It died where it lived, among the blossoms and leaves of our garden.  It’s a thrill to be so close to such a small delicate thing that normally speeds around the garden in a blur, faster than our human eyes and minds can process.  What an honor to find it yet we both know the hummingbird is gone and the crude shell is left.

I didn’t dissuade her from inspecting it, wondering, processing a tangible lack of life in one of the garden’s liveliest residents.  We squatted down together and looked at the iridescent green chain mail, the delicate long beak, the outstretched wing better than you could ever engineer.  The next day she came back to it again to look, not sad, not afraid, but curious.  At the end of my life I hope I have that same childlike curiosity about the next stage of existence, when the being is gone and the body remains.
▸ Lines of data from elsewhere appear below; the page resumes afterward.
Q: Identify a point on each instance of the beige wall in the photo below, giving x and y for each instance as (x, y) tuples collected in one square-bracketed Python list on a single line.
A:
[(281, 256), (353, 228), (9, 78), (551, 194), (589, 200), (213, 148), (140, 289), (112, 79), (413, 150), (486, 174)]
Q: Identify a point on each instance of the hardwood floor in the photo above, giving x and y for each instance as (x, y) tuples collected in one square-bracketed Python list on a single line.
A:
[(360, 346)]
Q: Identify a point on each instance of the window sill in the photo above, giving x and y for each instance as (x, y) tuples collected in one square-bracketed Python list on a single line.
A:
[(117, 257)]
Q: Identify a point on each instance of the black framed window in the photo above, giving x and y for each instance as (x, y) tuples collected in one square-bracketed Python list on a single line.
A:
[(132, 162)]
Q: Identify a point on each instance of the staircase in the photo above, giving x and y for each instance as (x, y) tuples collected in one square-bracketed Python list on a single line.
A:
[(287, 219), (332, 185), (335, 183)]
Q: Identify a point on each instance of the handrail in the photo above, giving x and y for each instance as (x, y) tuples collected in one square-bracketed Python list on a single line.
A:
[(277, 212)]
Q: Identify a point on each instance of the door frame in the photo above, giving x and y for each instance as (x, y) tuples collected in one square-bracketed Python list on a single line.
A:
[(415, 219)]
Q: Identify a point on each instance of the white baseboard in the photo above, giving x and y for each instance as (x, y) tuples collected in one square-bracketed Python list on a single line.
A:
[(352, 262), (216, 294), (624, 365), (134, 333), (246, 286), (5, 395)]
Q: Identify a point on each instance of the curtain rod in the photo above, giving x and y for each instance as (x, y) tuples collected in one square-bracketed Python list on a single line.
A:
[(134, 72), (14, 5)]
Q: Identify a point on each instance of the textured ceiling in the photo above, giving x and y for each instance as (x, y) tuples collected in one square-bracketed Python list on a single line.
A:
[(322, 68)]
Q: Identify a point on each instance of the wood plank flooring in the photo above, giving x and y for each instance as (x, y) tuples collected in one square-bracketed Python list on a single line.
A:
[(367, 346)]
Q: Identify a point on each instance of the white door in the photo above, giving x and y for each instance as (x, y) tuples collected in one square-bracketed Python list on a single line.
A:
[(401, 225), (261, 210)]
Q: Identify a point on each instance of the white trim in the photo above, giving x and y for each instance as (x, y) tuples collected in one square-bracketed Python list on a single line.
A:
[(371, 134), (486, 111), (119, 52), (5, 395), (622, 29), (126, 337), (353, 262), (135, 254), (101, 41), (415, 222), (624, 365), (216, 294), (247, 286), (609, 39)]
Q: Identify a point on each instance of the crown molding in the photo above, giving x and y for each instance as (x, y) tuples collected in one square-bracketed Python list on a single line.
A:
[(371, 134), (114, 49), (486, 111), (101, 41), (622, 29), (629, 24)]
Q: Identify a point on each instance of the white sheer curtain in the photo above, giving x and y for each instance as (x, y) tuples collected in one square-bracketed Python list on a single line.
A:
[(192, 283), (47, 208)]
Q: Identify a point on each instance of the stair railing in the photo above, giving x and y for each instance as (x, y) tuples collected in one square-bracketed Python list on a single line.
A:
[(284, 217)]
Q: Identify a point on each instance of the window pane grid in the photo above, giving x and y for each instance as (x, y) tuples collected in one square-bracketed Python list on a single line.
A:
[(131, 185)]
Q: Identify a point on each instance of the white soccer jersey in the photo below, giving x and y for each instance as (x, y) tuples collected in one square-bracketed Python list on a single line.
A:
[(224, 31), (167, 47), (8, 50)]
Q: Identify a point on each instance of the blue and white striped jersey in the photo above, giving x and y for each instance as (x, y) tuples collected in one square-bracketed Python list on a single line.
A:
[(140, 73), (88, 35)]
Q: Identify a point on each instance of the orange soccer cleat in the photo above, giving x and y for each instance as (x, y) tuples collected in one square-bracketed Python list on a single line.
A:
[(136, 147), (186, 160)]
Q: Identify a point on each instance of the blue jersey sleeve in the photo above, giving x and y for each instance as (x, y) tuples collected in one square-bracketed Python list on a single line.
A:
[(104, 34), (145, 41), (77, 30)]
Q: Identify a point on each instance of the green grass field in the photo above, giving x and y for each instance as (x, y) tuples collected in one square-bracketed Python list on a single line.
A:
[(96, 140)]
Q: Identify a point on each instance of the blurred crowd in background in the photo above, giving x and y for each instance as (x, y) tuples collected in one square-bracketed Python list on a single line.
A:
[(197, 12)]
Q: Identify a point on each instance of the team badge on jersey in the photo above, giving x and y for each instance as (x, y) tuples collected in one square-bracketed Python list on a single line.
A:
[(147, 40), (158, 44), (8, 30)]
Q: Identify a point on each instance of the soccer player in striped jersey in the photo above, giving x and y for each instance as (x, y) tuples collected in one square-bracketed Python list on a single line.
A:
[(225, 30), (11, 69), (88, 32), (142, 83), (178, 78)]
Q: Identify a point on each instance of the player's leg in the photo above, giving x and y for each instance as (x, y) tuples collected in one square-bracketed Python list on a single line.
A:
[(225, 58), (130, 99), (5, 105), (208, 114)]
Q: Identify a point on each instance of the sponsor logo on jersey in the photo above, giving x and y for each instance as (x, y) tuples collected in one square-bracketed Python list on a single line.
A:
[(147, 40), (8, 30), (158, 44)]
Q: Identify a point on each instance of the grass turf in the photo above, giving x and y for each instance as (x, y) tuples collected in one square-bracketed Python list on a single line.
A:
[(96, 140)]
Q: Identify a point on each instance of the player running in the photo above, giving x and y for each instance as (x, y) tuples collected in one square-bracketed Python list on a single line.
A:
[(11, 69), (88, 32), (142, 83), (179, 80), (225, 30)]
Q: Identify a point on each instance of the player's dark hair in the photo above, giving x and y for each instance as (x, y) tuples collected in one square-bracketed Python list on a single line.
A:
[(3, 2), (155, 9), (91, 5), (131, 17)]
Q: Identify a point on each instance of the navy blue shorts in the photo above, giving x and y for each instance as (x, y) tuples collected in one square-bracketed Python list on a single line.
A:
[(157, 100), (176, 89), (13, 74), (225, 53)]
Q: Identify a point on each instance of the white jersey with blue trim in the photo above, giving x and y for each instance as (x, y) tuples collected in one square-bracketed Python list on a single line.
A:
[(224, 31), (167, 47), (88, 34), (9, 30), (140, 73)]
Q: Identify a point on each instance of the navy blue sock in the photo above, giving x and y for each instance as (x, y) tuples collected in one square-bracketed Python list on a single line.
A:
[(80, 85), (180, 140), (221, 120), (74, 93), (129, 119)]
Just a few feet away the beans we planted were pushing out of the soil in an infant’s stretch, soon to be leggy and leafy.  From inanimate beans to living, breathing plants.  Who can understand such questions of life and death?  How is a child’s mind any less able to process what makes the hummingbird dead and the plant alive?  We spend time in the garden and see both, enjoying company and the mysteries of the universe.

  1. This is simply beautiful Peter. And what a lesson for CH.

  2. Babs said:

    Sometimes, it’s the children who seem to have the best perspective on living and dying. As adults, we become too entangled in reality to be able to truly understand the meaning of it all.